Résumé :
Correspondance avec Raymond Guérin
Auteurs de quelques livres cultes dont deux ou trois chefs-d’œuvre, tels Le Tout sur le tout ou Les Poulpes, Henri Calet (1904-1956) et Raymond Guérin (1905-1955) font partie de ces écrivains méconnus de leur vivant, puis relégués dans l’oubli, qui furent redécouverts avec passion au début des années quatre-vingt. Écrivains réfractaires, sulfureux et farouches, mais aussi hommes de lettres, plus qu’on ne l’imagine… Leur correspondance, rassemblée par Christiane Martin du Gard en 1961, comporte près de 150 lettres et cartes postales dont la plupart sont aujourd’hui conservées à la bibliothèque Jacques-Doucet. De 1938 à 1955, il est d’abord question des premières œuvres de l’un (La Belle Lurette, Le Mérinos), du livre en cours de l’autre (Quand vient la fin) ; entre Paris et Bordeaux, dans l’ombre de Jean Paulhan, une amitié se forme, épistolaire ; puis tout s’accélère : ce sont d’abord la guerre d’Espagne, les événements de Munich, la drôle de guerre qui défilent… Guérin est fait prisonnier (il restera plus de trois ans en Allemagne), Calet aussi (il parviendra à s’évader). Vient le temps des libérations : Guérin retrouve sa compagne, Sonia ; Calet quitte son exil provincial et démissionne de l’usine dont il était devenu directeur. Dans le Paris effervescent de l’après-guerre, les deux hommes se rencontrent à nouveau : vernissage de Jean Dubuffet, déjeuner avec Albert Camus. Livres, articles, revues, conférences, projets… Calet publie Le Bouquet, Les Murs de Fresnes, Le Tout sur le tout ; Guérin fait paraître Quand vient la fin, L’Apprenti et Parmi tant d’autres feux… Amitié au beau fixe, collaborations diverses, grands livres. Qui dit mieux ? Mais cette période laisse bientôt place à une série de drames. Séparations, maladies, deuils. Guérin, profondément marqué par sa captivité, ne pourra surmonter l’échec des Poulpes, paru en 1953. Il tombe gravement malade l’été suivant et meurt le 12 septembre 1955, à Bordeaux. Calet, très malade lui aussi, meurt à Vence le 14 juillet 1956, d’une crise cardiaque. Leur belle correspondance est terminée.
On en parle :
L’apprenti sur le tout
Leur échange constitue une passionnante immersion dans le monde littéraire vue par deux auteurs Gallimard sous l’Occupation, et dans les années qui suivent la Libération : le rôle prépondérant de Paulhan, les problèmes de papier, de tirage, la multiplicité des revues, "la bande de flagorneurs" (Guérin) des Goncourt. Trop inclassables, nos deux auteurs passeront à côté des prix. Et c’est ce qui séduit Guérin quand il lit lLe Tout sur le tout : ce livre qui ne ressemble à rien (ni biographie, ni roman, ni document) est, pour lui, le "meilleur" de son ami. Auparavant, Calet lui avait écrit que L’Apprenti était un "grand livre", mais qu’il ne devait pas se faire d’illusion : "Livre noir, écrira-t-on, brutal, atroce, odieux, etc." Et d’ajouter : "J’ai, pour ma part, entendu bien des fois les mêmes propos." L’essentiel est ailleurs : "Il s’agit ici d’autre chose que de littérature, mais bien plutôt de cette lente et interminable – et douloureuse pour qui la pousse à bout – de cette exploration de l’homme." La force de ces auteurs si dissemblables sera d’avoir inventé des livres hors normes dont la forme informe leur ressemble.
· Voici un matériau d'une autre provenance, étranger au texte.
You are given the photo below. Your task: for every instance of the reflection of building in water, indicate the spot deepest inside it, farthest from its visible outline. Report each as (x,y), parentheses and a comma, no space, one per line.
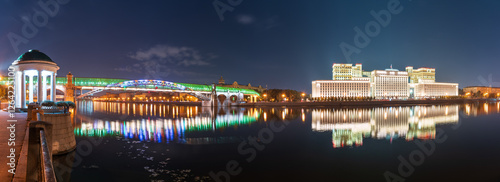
(350,126)
(475,109)
(165,124)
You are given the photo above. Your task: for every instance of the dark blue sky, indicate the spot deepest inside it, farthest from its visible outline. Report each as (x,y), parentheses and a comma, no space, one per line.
(280,43)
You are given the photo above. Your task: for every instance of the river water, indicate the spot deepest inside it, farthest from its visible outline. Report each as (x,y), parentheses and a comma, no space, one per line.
(160,142)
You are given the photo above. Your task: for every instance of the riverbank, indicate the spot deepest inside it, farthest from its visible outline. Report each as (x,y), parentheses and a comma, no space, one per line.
(361,103)
(153,102)
(12,134)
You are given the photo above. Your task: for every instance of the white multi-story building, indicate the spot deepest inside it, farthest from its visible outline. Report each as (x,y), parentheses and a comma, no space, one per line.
(352,81)
(389,83)
(342,71)
(341,88)
(430,89)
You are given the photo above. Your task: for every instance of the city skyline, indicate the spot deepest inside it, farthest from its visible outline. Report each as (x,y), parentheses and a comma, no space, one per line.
(258,42)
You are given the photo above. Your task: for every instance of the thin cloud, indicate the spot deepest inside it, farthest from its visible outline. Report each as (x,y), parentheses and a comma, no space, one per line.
(185,56)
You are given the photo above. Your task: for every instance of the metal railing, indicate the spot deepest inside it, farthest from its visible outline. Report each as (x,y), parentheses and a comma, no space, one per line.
(47,171)
(39,159)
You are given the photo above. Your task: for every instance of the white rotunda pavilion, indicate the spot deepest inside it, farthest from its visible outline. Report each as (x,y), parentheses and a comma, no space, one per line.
(34,65)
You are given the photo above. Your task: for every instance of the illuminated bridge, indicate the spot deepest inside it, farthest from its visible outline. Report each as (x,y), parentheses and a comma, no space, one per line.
(85,87)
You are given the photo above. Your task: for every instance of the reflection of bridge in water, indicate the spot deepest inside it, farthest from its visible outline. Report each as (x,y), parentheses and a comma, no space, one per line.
(350,126)
(158,122)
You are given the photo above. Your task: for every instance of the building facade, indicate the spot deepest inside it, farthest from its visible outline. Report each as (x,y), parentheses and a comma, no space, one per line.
(341,88)
(482,89)
(35,77)
(346,71)
(353,81)
(421,74)
(389,84)
(430,89)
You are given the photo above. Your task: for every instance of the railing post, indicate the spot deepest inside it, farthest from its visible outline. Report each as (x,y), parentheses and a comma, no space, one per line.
(46,157)
(35,166)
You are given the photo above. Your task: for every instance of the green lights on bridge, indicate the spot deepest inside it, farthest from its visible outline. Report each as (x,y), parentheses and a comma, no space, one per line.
(103,82)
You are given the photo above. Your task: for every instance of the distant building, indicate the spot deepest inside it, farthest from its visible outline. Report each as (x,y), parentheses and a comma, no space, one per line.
(389,83)
(429,88)
(421,74)
(346,71)
(482,89)
(341,88)
(235,84)
(352,81)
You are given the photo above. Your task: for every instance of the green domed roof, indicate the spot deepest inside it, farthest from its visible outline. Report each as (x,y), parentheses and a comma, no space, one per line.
(34,55)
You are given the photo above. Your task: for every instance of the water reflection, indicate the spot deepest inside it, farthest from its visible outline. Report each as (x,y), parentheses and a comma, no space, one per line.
(350,125)
(158,122)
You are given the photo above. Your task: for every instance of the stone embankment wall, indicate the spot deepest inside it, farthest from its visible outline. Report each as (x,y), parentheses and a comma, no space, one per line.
(63,137)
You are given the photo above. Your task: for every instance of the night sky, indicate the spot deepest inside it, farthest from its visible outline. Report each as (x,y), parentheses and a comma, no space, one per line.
(279,43)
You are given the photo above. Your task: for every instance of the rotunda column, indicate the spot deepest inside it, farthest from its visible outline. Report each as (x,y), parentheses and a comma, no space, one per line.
(39,96)
(23,89)
(53,86)
(30,88)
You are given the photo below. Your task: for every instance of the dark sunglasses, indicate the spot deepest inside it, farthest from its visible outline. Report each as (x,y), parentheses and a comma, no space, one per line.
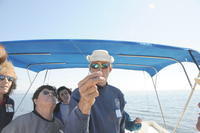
(64,93)
(97,66)
(45,92)
(2,77)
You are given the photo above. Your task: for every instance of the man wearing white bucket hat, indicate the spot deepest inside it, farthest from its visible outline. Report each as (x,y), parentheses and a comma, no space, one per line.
(96,106)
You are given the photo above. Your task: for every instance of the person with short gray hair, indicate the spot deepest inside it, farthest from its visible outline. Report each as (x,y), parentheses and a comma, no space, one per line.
(41,119)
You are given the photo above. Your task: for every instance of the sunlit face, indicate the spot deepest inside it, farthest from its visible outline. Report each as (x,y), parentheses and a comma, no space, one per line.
(5,83)
(46,99)
(104,67)
(64,96)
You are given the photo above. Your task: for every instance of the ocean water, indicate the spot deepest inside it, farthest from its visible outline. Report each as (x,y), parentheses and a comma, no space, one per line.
(145,105)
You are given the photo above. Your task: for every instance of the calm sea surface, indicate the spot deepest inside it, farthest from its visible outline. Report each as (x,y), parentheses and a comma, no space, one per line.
(145,105)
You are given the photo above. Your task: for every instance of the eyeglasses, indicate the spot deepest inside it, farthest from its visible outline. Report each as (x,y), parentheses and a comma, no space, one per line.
(64,93)
(97,66)
(2,77)
(45,92)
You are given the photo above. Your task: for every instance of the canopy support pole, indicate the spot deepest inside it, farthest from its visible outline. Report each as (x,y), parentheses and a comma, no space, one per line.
(26,92)
(45,76)
(155,88)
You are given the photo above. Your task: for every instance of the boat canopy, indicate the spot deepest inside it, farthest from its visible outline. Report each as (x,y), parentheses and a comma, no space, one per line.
(39,55)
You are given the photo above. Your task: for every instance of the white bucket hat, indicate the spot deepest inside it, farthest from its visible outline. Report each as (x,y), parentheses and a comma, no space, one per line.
(100,55)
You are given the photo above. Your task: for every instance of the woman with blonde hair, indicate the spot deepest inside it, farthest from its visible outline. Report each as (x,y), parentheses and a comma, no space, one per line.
(3,54)
(7,85)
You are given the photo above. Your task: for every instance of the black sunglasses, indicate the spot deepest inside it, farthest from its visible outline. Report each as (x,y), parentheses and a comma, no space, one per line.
(97,66)
(45,92)
(2,77)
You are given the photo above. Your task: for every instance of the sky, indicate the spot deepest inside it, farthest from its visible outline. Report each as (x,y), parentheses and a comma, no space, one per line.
(171,22)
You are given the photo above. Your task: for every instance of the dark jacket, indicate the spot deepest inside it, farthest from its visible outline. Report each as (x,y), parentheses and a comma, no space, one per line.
(6,112)
(106,116)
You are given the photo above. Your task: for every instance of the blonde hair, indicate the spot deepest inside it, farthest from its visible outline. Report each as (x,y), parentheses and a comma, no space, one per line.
(3,54)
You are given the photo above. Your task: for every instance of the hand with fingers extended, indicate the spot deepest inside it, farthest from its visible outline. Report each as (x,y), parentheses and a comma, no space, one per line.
(89,91)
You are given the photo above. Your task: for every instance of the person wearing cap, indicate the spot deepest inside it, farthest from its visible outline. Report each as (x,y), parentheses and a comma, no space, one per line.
(7,85)
(96,106)
(41,119)
(3,54)
(61,110)
(197,80)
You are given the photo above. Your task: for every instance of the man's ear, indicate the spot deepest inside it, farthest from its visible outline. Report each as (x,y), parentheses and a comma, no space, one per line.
(35,101)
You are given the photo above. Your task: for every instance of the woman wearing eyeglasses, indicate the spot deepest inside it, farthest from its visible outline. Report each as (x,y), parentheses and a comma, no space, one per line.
(62,108)
(3,54)
(41,119)
(7,85)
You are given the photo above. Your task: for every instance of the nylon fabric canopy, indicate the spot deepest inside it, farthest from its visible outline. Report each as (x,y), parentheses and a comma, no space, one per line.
(38,55)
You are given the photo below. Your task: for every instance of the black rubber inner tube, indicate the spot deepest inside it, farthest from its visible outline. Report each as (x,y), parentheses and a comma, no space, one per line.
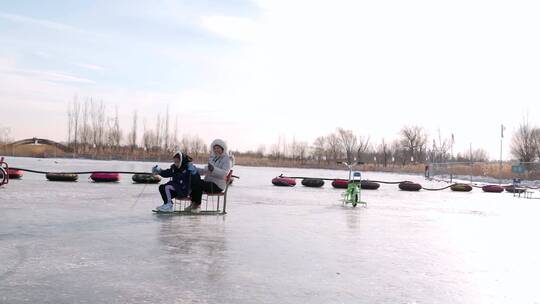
(313,182)
(369,185)
(62,177)
(146,178)
(409,186)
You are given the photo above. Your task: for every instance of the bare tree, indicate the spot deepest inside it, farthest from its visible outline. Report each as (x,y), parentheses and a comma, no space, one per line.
(85,128)
(319,147)
(301,151)
(334,146)
(363,146)
(525,141)
(115,131)
(132,136)
(70,123)
(413,139)
(166,137)
(384,152)
(349,143)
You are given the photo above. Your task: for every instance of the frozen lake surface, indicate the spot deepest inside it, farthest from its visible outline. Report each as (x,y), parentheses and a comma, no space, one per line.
(100,243)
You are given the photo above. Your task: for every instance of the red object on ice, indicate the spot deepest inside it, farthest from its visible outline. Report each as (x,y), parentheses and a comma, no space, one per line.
(283,181)
(105,177)
(15,174)
(340,183)
(493,188)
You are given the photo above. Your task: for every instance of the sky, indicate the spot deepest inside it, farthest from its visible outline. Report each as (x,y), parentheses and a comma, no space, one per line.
(252,71)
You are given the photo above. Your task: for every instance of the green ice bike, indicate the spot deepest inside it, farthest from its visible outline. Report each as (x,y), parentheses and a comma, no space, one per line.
(353,193)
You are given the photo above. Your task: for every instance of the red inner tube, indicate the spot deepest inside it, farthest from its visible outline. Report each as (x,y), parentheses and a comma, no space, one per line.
(340,183)
(410,186)
(4,179)
(283,181)
(493,188)
(14,174)
(105,177)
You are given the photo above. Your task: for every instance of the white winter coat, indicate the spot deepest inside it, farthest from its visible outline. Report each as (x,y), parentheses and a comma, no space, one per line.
(222,165)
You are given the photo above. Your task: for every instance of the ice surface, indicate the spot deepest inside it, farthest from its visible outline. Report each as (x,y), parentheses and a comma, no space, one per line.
(85,242)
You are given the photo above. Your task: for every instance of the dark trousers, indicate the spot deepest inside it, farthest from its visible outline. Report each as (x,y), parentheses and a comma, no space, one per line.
(163,194)
(198,186)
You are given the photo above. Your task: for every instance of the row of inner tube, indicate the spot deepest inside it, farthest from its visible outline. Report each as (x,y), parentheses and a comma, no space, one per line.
(96,177)
(405,186)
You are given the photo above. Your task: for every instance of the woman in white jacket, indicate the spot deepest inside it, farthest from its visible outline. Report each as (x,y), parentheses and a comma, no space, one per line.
(214,173)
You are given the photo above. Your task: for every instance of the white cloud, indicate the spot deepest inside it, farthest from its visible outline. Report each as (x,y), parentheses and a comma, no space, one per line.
(309,66)
(57,26)
(93,67)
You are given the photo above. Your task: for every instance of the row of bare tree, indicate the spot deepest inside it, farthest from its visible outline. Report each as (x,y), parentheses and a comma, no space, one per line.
(525,144)
(92,130)
(410,147)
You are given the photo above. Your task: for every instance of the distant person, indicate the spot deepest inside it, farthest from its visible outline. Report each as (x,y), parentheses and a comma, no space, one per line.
(182,173)
(214,172)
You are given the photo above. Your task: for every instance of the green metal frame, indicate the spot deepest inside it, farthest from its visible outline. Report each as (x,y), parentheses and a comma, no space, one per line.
(353,194)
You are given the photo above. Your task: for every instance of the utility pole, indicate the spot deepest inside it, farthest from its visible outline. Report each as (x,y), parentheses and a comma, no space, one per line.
(470,157)
(500,156)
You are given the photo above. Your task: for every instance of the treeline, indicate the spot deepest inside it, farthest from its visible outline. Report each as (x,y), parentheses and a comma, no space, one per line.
(411,147)
(525,144)
(93,130)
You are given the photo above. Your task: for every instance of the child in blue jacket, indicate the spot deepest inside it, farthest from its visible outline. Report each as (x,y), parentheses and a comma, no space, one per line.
(181,172)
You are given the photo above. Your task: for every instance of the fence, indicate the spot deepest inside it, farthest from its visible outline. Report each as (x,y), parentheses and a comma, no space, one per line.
(486,172)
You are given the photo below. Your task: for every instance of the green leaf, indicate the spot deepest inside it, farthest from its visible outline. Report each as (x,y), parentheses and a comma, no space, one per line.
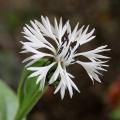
(28,93)
(8,102)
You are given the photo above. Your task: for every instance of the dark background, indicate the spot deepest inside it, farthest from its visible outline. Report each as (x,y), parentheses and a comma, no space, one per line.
(104,15)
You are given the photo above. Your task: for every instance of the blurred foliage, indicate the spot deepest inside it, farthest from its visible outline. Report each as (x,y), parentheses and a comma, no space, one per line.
(8,102)
(104,15)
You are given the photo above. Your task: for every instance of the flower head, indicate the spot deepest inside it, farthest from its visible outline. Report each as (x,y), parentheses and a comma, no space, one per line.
(61,44)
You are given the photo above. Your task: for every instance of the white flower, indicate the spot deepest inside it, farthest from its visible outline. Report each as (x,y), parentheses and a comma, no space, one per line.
(62,44)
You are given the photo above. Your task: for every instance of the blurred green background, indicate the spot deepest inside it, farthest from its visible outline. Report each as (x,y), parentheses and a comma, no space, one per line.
(95,101)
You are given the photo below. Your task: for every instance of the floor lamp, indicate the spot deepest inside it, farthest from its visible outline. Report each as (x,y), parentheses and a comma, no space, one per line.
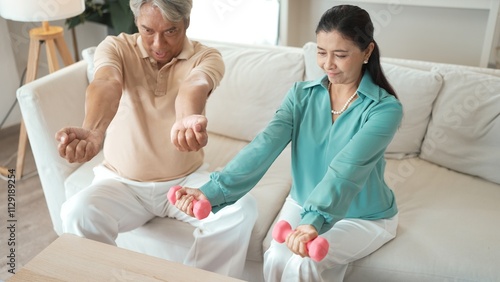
(52,36)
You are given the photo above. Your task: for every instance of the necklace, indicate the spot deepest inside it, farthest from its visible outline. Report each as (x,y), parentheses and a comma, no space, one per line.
(334,112)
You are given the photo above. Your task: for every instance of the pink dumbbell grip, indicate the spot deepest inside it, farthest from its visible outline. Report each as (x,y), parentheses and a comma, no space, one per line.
(316,248)
(201,209)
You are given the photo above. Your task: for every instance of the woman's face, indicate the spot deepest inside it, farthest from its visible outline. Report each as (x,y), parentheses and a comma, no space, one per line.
(340,58)
(163,40)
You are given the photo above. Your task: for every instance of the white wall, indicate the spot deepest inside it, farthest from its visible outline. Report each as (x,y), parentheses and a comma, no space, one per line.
(448,35)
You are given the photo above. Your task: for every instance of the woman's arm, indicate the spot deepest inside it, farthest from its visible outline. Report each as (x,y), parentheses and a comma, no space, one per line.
(351,167)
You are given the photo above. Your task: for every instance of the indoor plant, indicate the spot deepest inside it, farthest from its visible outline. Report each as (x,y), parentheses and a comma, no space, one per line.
(115,14)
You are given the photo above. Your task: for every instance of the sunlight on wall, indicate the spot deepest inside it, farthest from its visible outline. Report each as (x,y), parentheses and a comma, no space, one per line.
(236,21)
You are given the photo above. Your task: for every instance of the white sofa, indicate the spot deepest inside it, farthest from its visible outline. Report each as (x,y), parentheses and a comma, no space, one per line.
(443,163)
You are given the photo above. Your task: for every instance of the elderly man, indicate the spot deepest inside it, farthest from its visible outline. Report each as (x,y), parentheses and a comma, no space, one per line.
(145,109)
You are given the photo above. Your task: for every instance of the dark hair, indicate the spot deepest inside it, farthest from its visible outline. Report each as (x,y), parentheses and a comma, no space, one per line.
(355,24)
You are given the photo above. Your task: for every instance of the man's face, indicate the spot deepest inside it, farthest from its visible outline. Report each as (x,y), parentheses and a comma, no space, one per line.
(163,40)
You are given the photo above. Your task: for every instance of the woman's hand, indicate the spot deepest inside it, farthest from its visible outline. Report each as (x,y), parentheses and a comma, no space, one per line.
(79,145)
(297,239)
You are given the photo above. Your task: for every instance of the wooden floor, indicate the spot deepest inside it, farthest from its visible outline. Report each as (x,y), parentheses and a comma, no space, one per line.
(33,228)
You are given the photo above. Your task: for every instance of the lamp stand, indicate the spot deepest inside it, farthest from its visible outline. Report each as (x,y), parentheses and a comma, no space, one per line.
(53,37)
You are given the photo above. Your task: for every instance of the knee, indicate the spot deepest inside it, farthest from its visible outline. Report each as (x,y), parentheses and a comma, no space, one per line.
(76,211)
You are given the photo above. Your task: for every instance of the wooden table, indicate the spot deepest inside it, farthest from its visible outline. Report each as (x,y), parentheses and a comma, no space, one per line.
(71,258)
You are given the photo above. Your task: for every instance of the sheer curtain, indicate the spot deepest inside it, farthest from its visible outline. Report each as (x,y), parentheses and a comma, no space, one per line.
(9,80)
(236,21)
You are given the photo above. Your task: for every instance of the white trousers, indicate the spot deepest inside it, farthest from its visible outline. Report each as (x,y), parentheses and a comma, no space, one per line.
(350,239)
(113,204)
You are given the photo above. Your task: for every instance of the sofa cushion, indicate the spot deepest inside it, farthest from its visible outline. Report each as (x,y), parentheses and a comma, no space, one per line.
(254,84)
(464,131)
(417,89)
(446,232)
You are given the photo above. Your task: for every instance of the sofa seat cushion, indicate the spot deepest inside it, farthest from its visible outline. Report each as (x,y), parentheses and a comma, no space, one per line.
(464,132)
(447,224)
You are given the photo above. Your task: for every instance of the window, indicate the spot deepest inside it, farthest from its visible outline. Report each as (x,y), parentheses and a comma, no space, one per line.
(236,21)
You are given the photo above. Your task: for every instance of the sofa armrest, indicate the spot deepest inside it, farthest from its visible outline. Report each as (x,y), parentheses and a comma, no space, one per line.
(47,104)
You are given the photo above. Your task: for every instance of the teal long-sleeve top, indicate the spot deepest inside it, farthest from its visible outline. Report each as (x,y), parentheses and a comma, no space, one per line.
(337,167)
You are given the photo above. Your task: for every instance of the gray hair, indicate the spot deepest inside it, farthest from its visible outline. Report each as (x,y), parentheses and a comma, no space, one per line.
(172,10)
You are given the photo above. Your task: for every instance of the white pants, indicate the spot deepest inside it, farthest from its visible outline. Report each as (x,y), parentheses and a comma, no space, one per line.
(350,239)
(113,204)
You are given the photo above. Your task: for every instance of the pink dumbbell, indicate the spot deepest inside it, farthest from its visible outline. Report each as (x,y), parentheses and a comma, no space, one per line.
(201,209)
(316,248)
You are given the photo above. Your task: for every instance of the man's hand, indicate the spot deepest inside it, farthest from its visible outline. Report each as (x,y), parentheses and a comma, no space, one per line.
(185,197)
(190,133)
(78,145)
(296,241)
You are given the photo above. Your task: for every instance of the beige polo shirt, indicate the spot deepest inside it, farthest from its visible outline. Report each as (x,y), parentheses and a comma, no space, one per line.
(137,144)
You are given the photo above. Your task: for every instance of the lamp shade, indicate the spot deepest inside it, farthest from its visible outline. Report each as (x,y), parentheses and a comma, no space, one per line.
(40,10)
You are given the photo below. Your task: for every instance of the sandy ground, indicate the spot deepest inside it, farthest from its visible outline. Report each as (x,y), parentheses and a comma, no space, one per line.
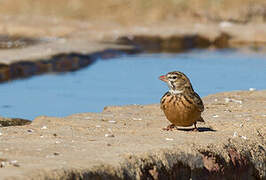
(131,137)
(128,142)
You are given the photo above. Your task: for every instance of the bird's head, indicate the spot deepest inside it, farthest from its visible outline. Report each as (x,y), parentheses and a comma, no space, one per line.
(177,82)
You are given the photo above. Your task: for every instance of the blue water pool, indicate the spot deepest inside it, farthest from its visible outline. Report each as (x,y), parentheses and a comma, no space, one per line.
(130,80)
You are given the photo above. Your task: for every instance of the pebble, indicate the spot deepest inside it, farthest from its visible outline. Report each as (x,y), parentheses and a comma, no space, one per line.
(137,119)
(109,135)
(227,100)
(112,121)
(225,24)
(235,134)
(252,89)
(244,137)
(44,127)
(30,130)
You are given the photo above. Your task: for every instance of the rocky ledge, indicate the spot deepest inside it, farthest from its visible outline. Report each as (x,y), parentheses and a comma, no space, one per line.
(128,142)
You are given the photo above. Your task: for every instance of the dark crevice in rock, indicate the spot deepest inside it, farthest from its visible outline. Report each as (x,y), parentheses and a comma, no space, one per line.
(64,62)
(13,122)
(11,42)
(174,44)
(183,167)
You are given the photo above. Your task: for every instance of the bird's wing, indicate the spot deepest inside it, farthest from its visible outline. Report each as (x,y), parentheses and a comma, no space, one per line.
(197,100)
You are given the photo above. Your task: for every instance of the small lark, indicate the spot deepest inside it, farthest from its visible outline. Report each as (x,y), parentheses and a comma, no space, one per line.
(181,105)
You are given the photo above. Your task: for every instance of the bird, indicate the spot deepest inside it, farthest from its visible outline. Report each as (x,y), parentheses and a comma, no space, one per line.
(181,105)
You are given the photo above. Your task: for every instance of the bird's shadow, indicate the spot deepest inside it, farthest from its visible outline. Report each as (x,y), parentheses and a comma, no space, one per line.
(200,129)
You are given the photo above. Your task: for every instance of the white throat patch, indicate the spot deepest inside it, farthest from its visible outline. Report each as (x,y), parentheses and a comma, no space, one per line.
(175,91)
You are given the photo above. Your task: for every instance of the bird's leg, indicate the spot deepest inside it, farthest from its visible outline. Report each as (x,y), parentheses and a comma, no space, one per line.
(169,127)
(195,127)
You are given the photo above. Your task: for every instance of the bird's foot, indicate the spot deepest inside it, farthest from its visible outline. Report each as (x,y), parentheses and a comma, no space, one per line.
(169,127)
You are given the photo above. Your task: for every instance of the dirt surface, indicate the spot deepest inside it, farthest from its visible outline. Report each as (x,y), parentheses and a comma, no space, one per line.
(128,142)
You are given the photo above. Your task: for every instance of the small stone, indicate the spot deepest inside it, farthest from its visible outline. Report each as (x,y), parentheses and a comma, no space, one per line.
(227,100)
(30,130)
(244,137)
(112,121)
(137,119)
(252,89)
(235,134)
(225,24)
(56,153)
(109,135)
(44,127)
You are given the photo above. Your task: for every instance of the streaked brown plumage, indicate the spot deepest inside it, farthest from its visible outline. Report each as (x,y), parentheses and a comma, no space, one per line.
(181,105)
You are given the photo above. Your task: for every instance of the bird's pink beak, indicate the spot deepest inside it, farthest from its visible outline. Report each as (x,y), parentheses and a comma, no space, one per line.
(163,78)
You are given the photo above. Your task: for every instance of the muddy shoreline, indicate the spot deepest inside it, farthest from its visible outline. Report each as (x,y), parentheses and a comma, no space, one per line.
(127,142)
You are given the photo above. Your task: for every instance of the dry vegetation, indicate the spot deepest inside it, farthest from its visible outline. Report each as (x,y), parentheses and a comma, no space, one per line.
(143,11)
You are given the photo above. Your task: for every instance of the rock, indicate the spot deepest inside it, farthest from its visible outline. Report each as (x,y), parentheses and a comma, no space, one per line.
(13,122)
(227,146)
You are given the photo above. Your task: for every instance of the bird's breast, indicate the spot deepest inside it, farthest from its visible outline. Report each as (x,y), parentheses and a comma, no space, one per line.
(179,109)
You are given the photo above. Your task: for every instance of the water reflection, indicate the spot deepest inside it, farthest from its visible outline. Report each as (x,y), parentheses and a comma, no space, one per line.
(129,80)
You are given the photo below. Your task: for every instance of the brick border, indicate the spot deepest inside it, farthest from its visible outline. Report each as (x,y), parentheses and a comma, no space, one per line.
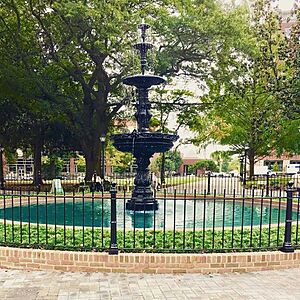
(68,261)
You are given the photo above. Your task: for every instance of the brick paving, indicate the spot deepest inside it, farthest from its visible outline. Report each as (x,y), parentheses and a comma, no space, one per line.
(27,285)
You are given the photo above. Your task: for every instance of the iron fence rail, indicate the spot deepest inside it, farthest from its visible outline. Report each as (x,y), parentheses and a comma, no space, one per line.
(203,183)
(184,222)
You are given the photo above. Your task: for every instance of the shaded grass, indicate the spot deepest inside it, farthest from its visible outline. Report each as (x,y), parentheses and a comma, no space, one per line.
(139,240)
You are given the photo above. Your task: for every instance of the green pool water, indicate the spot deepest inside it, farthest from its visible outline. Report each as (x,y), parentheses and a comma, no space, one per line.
(171,214)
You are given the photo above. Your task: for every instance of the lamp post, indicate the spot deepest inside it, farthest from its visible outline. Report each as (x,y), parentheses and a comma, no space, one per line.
(1,168)
(102,141)
(245,166)
(241,167)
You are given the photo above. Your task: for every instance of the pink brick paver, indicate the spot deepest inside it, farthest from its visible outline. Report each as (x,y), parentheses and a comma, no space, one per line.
(27,285)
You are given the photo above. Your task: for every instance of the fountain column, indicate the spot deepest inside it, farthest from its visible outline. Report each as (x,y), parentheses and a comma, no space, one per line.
(141,142)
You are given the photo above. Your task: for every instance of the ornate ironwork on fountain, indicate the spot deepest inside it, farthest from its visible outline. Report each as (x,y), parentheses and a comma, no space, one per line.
(143,143)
Jean-Pierre THIBAUDAT, Libération, jeudi 09 juin 2005.
Ces échanges épistolaires sont passionnants, pleins de bon sens, d’humour et de vie. Quelle lecture agréable ! On passe en revue toute une période de l’Histoire mais aussi l’histoire de deux hommes, du monde littéraire sous l’Occupation et après la Libération.
Pascale Arguedas, Calou, l’ivre de lecture.